Critics claim that the spectres of terrorism, internet crime and pedophilia were used to push the act through and some of these critics were dissatisfied by the amount of substantive debate in the House of Commons. The act has numerous critics, many of who regard the RIPA regulations as excessive and a threat to civil liberties in the UK.

Critics such as Keith Vaz, the chairman of the House of Commons home affairs committee, expressed concern that the act is being abused for "petty and vindictive" cases.[3] Similarly, Brian Binley, MP for Northampton South has urged councils to stop using the law, accusing them of acting like comic strip detective Dick Tracy.[4]

In April 2008, it became known that council officials in Dorset put the parents of three children under surveillance, governed by RIPA, at home and in their daily movements to check whether they lived in a particular school catchment area.[5] This was in the context of rules which allow people who live in the school catchment area to enjoy advantages in obtaining a place at a popular school. Gaining an advantage by deception amounts in English law to fraud.

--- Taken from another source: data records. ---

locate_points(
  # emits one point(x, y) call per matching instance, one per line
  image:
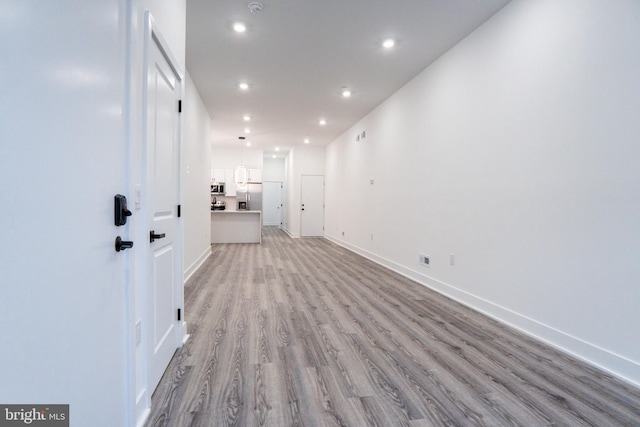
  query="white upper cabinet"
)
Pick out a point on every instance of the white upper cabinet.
point(229, 185)
point(219, 175)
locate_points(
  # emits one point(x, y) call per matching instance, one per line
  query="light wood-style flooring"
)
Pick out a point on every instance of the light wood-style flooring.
point(301, 332)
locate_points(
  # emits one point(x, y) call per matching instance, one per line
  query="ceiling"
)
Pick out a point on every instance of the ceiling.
point(298, 55)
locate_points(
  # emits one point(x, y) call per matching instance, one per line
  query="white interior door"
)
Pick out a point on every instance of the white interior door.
point(312, 206)
point(272, 203)
point(162, 189)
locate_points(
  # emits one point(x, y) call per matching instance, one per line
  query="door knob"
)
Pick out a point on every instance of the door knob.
point(153, 236)
point(123, 244)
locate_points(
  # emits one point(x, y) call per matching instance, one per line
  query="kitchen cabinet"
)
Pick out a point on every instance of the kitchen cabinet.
point(219, 175)
point(236, 226)
point(230, 185)
point(254, 175)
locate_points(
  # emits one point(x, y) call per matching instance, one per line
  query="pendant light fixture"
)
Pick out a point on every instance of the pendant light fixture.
point(240, 173)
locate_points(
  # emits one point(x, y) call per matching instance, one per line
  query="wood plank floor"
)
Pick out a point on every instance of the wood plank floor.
point(301, 332)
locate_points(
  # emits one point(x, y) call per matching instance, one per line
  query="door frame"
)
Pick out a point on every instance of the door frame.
point(140, 376)
point(280, 208)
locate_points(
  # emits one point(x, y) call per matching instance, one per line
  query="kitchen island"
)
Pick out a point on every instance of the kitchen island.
point(229, 226)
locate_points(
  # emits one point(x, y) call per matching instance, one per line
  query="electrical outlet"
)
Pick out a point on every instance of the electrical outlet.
point(424, 260)
point(138, 332)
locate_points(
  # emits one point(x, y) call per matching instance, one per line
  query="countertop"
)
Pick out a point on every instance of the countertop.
point(229, 211)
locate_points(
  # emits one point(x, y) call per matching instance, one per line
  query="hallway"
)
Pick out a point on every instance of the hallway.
point(304, 332)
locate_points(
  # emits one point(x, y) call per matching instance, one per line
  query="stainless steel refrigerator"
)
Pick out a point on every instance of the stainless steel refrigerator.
point(252, 195)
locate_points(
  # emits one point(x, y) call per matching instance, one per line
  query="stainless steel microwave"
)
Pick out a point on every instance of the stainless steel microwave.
point(217, 188)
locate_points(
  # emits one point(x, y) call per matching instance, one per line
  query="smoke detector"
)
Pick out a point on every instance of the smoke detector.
point(255, 7)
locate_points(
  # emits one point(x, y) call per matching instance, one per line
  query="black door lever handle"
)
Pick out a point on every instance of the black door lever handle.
point(123, 244)
point(153, 236)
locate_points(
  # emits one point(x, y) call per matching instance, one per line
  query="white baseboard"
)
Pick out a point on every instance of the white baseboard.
point(143, 408)
point(617, 365)
point(291, 234)
point(196, 265)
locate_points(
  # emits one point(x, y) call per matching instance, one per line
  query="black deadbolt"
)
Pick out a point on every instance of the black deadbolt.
point(122, 244)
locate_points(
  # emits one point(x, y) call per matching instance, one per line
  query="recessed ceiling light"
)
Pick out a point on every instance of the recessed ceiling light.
point(388, 43)
point(256, 7)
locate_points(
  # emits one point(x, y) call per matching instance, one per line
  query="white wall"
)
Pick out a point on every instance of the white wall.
point(230, 158)
point(517, 151)
point(70, 140)
point(273, 169)
point(302, 160)
point(196, 171)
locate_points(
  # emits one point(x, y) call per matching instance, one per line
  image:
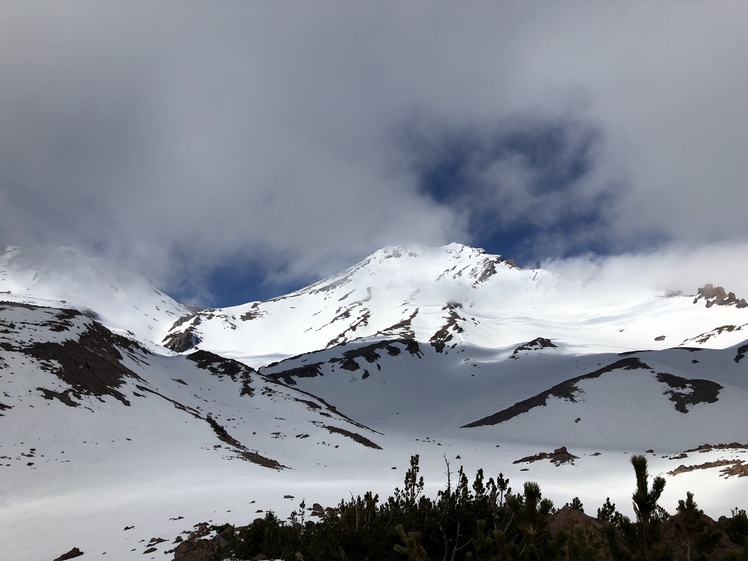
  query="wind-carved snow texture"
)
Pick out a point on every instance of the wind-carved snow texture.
point(327, 389)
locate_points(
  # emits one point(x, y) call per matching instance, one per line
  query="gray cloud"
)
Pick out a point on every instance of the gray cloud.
point(180, 135)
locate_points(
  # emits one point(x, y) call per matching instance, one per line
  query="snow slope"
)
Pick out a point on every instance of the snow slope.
point(111, 443)
point(64, 277)
point(460, 295)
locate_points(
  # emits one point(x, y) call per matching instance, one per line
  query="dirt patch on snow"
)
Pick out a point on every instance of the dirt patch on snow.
point(565, 390)
point(353, 436)
point(558, 457)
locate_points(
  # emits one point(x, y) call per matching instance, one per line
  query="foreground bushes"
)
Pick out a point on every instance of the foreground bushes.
point(486, 521)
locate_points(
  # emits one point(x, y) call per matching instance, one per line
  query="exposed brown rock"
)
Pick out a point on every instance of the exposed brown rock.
point(72, 554)
point(717, 296)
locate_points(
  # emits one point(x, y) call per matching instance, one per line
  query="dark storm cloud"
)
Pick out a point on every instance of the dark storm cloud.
point(182, 136)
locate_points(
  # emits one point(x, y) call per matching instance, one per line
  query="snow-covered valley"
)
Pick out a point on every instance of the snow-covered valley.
point(127, 418)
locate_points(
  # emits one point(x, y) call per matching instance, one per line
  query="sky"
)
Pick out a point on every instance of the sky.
point(233, 151)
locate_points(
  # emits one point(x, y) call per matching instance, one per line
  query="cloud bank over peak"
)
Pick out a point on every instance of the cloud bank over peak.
point(290, 141)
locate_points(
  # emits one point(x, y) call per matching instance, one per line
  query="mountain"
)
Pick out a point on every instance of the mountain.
point(127, 418)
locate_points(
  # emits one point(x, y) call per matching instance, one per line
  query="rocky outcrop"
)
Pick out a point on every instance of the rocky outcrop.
point(718, 296)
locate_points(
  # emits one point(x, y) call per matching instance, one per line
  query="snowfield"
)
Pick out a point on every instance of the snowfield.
point(112, 442)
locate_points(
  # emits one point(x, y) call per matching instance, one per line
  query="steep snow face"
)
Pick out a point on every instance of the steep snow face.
point(63, 277)
point(456, 295)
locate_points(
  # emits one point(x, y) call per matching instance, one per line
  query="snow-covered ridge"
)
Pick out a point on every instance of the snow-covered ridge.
point(457, 295)
point(64, 277)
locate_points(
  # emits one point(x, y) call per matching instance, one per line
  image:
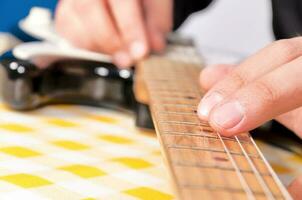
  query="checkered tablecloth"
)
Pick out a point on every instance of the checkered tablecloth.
point(74, 152)
point(78, 152)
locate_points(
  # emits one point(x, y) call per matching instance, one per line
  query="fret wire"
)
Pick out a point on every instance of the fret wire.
point(274, 175)
point(256, 172)
point(241, 178)
point(178, 122)
point(218, 167)
point(198, 135)
point(176, 105)
point(175, 113)
point(165, 92)
point(226, 189)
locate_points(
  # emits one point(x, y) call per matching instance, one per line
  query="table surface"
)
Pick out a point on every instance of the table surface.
point(79, 152)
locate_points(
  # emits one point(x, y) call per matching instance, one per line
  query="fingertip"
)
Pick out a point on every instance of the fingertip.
point(122, 59)
point(138, 49)
point(157, 41)
point(227, 118)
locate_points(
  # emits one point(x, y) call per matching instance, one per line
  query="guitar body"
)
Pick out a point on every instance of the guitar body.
point(202, 163)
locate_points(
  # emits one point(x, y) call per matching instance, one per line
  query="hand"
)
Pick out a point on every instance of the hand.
point(128, 29)
point(268, 85)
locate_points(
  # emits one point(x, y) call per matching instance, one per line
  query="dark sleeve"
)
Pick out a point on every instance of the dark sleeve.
point(183, 8)
point(287, 18)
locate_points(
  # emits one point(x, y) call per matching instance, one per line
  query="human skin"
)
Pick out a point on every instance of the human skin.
point(127, 30)
point(267, 85)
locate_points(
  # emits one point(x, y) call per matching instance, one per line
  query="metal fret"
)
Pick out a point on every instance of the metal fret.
point(199, 135)
point(200, 165)
point(208, 149)
point(174, 94)
point(228, 189)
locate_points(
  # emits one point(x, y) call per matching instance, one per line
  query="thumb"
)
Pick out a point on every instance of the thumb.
point(259, 101)
point(295, 188)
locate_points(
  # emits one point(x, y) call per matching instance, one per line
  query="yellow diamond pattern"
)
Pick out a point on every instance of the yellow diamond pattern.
point(18, 128)
point(26, 180)
point(61, 123)
point(70, 145)
point(18, 151)
point(84, 171)
point(135, 163)
point(116, 139)
point(146, 193)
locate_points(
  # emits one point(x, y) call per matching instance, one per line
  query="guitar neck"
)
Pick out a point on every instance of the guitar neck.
point(202, 163)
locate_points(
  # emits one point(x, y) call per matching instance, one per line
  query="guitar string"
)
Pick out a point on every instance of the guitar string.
point(281, 187)
point(238, 172)
point(234, 161)
point(242, 181)
point(264, 186)
point(260, 179)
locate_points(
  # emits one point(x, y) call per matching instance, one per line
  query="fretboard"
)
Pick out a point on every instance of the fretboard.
point(202, 163)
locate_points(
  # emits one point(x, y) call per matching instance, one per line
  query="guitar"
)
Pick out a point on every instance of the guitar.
point(202, 163)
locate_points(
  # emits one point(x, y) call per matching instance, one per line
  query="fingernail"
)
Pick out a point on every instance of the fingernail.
point(122, 59)
point(228, 115)
point(138, 50)
point(207, 103)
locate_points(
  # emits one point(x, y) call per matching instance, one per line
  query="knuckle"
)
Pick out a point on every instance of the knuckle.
point(287, 47)
point(267, 93)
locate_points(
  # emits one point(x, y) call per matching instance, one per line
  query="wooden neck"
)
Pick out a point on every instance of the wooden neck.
point(202, 163)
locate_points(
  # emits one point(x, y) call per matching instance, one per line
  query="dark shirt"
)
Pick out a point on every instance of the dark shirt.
point(286, 22)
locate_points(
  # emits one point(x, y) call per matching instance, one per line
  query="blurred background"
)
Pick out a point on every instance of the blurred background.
point(227, 31)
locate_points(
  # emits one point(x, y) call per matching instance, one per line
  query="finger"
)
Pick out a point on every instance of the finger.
point(292, 120)
point(129, 19)
point(295, 188)
point(211, 75)
point(159, 16)
point(260, 101)
point(254, 67)
point(69, 26)
point(98, 22)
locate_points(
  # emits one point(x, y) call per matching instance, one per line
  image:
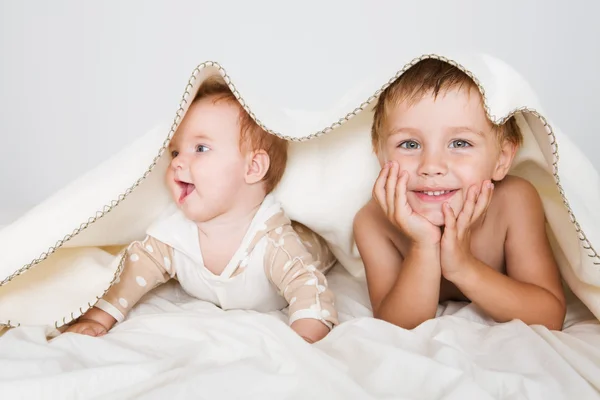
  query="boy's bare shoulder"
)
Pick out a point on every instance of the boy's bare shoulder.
point(370, 217)
point(517, 196)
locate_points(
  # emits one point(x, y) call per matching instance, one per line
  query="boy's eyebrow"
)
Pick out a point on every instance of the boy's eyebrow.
point(456, 129)
point(199, 136)
point(404, 129)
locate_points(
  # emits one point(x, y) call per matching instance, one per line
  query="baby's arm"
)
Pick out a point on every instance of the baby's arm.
point(532, 291)
point(403, 291)
point(147, 265)
point(292, 269)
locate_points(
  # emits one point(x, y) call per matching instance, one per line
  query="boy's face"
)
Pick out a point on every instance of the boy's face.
point(447, 145)
point(207, 169)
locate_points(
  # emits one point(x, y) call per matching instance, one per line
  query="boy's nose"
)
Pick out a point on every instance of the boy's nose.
point(433, 164)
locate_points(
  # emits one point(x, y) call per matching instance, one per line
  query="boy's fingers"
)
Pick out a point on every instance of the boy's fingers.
point(449, 219)
point(379, 187)
point(400, 201)
point(466, 215)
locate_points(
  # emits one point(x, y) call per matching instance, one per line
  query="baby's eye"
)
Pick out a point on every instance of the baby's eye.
point(410, 145)
point(459, 144)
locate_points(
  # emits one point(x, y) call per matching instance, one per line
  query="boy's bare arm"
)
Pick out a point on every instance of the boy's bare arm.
point(403, 291)
point(532, 291)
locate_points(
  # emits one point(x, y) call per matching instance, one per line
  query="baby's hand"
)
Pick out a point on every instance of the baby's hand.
point(88, 327)
point(390, 192)
point(456, 240)
point(311, 330)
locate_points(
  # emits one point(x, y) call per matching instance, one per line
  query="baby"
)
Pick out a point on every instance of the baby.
point(446, 222)
point(228, 240)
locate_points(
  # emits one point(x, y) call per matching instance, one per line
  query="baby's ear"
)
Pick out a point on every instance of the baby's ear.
point(258, 165)
point(508, 150)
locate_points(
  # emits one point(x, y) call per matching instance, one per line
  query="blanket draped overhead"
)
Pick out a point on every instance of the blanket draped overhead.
point(63, 255)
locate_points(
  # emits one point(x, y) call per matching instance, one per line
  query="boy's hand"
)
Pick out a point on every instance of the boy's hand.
point(390, 192)
point(456, 240)
point(88, 327)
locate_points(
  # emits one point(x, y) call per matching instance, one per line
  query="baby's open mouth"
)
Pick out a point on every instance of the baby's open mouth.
point(186, 189)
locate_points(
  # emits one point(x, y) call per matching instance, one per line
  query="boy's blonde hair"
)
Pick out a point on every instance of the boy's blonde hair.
point(252, 136)
point(430, 76)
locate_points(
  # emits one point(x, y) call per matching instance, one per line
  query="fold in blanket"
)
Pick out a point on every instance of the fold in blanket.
point(62, 256)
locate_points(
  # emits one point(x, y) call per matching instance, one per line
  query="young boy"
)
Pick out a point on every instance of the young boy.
point(228, 240)
point(446, 222)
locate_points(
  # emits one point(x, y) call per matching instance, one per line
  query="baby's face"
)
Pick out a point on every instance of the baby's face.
point(207, 169)
point(447, 145)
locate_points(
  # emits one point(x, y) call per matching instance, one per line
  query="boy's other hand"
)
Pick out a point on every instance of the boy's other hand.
point(311, 330)
point(456, 241)
point(390, 193)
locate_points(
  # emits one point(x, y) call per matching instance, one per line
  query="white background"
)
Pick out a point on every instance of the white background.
point(81, 79)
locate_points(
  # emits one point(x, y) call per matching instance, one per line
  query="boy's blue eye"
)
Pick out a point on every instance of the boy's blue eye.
point(410, 145)
point(459, 144)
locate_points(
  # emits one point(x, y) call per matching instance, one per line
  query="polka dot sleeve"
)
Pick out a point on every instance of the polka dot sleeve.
point(148, 264)
point(298, 275)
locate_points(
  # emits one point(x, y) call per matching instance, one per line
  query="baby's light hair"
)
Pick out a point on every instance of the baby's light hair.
point(429, 77)
point(252, 136)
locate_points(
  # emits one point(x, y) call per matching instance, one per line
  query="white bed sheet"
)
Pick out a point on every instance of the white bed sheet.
point(175, 347)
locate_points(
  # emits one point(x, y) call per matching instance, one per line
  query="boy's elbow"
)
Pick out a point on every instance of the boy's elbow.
point(395, 318)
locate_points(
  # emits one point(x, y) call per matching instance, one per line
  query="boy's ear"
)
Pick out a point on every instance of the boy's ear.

Especially contentious was Part III of the Act which (under some circumstances) might require persons to supply the cryptographic key to a duly authorised person if the actual encrypted traffic was not supplied. Failure to disclose encrypted traffic (or if appropriate the relevant key) would be a criminal offence, with a maximum penalty of two years in jail. Using the mechanism of secondary legislation, some parts of the Act required activation by a ministerial order before attaining legal force. Such orders have been made in respect of the relevant sections of Part I and Part II of the RIP Act and Part III. The latter became active in October 2007[6]. The first case where the powers were used was against animal rights activists in November 2007.[7] It has been suggested that the "plausible deniability" features in free software such as FreeOTFE, TrueCrypt and BestCrypt will make the task of investigations featuring RIPA much more difficult.

Critics claim that the provisions of Part III are too complex, and possibly unworkable, and that this might be a reason for government reluctance to activate this part of the legislation. Another possibility is that the government wishes to have the powers in reserve, such that if they were deemed necessary they could be implemented more quickly and easily than if new primary legislation were required. Another possibility is that relevant government agencies might reasonably believe that it is easier to use pre-existing judicial procedures to compel production of evidence rather than the more cumbersome and difficult procedures that ultimately found their way into Part III.

Another objection is that the Act requires sufficiently large UK Internet service providers to install technical systems to assist law enforcement agencies with interception activity. Although this equipment must be installed at the ISPs' expense, RIPA does provide that Parliament will examine appropriate funding for ISPs if the cost burden became unfairly high.

RIPA can be invoked by government officials specified in the Act on the grounds of national security, and for the purposes of preventing or detecting crime, preventing disorder, public safety, protecting public health, or in the interests of the economic well-being of the United Kingdom.

The Regulation of Investigatory Powers (RIP) Bill was introduced in the House of Commons on February 9, 2000 and completed its Parliamentary passage on July 26th. The Bill received Royal Assent on July 28th.

In September 2003, Home Secretary David Blunkett announced wide-ranging extensions to the list of those entitled to see information collected under the RIPA. The list now includes jobcentres, local councils, and the Chief Inspector of Schools. Civil rights and privacy campaigners have dubbed these extensions a "snoopers' charter." At the passing of the act only nine organisations (including the police and security services) were allowed to invoke it, but as of 2008, it was 792 organizations (including 474 councils).